Build agent is not able to establish connection with team foundation server and fails with “Unable to connect to the remote server” error.

Today I observed an interesting problem on one of our customer setup and thought that it will be good to share with you all so that if you encounter it, you don’t have to spend lot of time figuring out what’s going on. The setup was like this: -

1. On a virtual environment, testing and workflow capabilities are enabled.

2. Testing capability is in ready state, but workflow capability is not.

3. Workflow capability remains in configuring state for around 10-15 minutes with machine level message saying the following.

TF266001: Team Foundation Server is configuring the build agent. The build service is attempting to connect to the following Team Foundation Server application-tier: https://aseemb-tfs10.mydomain.com:8080/tfs/DefaultCollection;

4. Later on workflow capability goes to Error state with machine level error message says the following.

The build service is unable to connect to the following Team Foundation Server application-tier: https://aseemb-tfs10.mydomain.com:8080/tfs/DefaultCollection . Exception type: System.Net.WebException. Exception message: Unable to connect to the remote server

Since the error message says “unable to connect to remove server”, it is quite evident that the build agent on the virtual machine is not able to connect to the team foundation server. So to understand the problem, we did the following.

1. Tried pinging the team foundation server machine from within the virtual machine, but it seemed to work.

ping aseemb-tfs10

2. We thought that since build agent tries to connect to team foundation server using FQDN (aseemb-tfs10.mydomain.com), so may be the machine is not able to resolve the FQDN. So we tried pinging the FQDN from within the virtual machine, but that one also seemed to work.

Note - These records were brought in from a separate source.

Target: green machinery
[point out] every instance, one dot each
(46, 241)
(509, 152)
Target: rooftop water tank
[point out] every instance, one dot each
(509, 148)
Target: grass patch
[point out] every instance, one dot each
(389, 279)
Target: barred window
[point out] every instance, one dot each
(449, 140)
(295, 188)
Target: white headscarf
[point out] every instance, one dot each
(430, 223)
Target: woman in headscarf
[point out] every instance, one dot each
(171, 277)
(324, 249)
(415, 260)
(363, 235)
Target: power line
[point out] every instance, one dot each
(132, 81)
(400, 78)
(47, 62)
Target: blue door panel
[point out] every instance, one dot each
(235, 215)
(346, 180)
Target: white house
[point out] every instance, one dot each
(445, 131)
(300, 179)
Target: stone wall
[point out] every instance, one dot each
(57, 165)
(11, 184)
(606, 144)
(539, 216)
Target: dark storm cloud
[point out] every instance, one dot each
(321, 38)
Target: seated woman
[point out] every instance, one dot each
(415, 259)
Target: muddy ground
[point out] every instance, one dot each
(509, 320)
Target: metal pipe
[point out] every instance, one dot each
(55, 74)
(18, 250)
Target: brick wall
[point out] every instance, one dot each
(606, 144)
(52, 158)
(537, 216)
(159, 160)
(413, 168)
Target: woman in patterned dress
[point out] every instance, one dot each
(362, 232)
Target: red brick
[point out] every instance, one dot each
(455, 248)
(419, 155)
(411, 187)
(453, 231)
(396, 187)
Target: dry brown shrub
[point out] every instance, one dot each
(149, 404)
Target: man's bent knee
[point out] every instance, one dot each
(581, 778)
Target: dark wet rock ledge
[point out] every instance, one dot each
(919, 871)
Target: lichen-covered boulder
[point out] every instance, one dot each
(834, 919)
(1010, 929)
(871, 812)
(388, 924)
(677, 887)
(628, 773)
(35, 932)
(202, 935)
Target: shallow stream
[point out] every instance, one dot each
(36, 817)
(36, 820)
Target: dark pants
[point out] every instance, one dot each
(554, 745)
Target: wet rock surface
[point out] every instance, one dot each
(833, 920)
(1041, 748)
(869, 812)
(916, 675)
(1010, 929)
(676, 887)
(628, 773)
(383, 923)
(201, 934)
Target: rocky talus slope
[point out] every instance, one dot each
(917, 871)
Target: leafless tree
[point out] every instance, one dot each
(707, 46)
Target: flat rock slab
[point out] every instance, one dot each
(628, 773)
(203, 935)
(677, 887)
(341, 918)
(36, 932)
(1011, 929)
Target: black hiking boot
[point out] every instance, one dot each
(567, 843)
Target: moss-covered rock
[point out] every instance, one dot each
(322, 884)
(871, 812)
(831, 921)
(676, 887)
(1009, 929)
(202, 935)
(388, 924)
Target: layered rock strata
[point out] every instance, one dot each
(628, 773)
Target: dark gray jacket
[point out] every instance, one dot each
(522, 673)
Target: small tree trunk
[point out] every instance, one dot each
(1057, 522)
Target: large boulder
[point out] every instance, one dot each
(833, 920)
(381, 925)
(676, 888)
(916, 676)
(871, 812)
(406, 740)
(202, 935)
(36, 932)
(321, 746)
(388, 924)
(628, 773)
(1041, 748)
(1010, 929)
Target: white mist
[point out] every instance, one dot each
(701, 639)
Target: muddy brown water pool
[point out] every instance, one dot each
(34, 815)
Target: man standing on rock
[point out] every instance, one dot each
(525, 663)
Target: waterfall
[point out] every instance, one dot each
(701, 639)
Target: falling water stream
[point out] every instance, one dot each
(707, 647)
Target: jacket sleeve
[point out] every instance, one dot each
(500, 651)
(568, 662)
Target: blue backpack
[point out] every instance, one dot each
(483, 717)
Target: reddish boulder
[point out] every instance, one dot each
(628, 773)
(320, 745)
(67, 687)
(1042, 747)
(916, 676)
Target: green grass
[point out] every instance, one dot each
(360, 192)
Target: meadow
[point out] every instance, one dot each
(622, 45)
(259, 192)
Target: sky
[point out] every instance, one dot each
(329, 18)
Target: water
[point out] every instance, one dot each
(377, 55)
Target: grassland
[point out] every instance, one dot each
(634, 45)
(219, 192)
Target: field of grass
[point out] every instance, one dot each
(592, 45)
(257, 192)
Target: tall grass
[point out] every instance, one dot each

ping aseemb-tfs10.mydomain.com

3. We have seen that sometimes virtual machine is able to resolve the target machine name (thus ping succeeds) but still the connection attempts fails due to firewall, IPSec problems etc. In those cases telnet connection from the machine to the target machine fails. So we tried doing a telnet (on windows 7/vista/win2k8 machines, telnet is not installed by default and you have to install it by turning on/off windows features as mentioned here)  from within the virtual machine to the team foundation server machine, but that one also worked. :(

telnet aseemb-tfs10.mydomain.com 8080

So there is no machine name resolution issue, no firewall issue but still the build agent is not able to connect to team foundation server.

4. We looked at the ‘application’ event logs on the virtual machine with source ‘TfsBuildServiceHost’ and observed that there are lot of warnings with message saying similar to what was observed in the machine level error message mentioned earlier.

The build service is unable to connect to the following Team Foundation Server application-tier: https://aseemb-tfs10.mydomain.com:8080/tfs/DefaultCollection . Exception type: System.Net.WebException. Exception message: Unable to connect to the remote server

5. On the virtual machine, we opened an instance of IE and tried to open one of the web service hosted by the team foundation server to check whether it is a generic connectivity issue or something specific to build agent.

On IE address bar, tried opening this url https://aseemb-tfs10.mydomain.com:8080/tfs/DefaultCollection/Services/v3.0/LocationService.asmx. IE failed to browse this service which meant that any application on this virtual machine is not able to make a http connection to the team foundation server and the problem is not specific to build agent.

6. Now we looked at the IE proxy settings and checked whether they are enabled or not. (Tools -> Internet Options -> Connections -> LAN Settings -> Use a proxy server for your LAN (Check whether this setting is enabled or not)). In our case it was enabled, so we checked whether for http connection these settings are correct or not (Advanced –> Http). And guess what, they were not correct and were pointing to some non-existent proxy server. We disabled the proxy settings and then tried repairing the workflow capability. And guess what, it worked and workflow capability went to ready state!!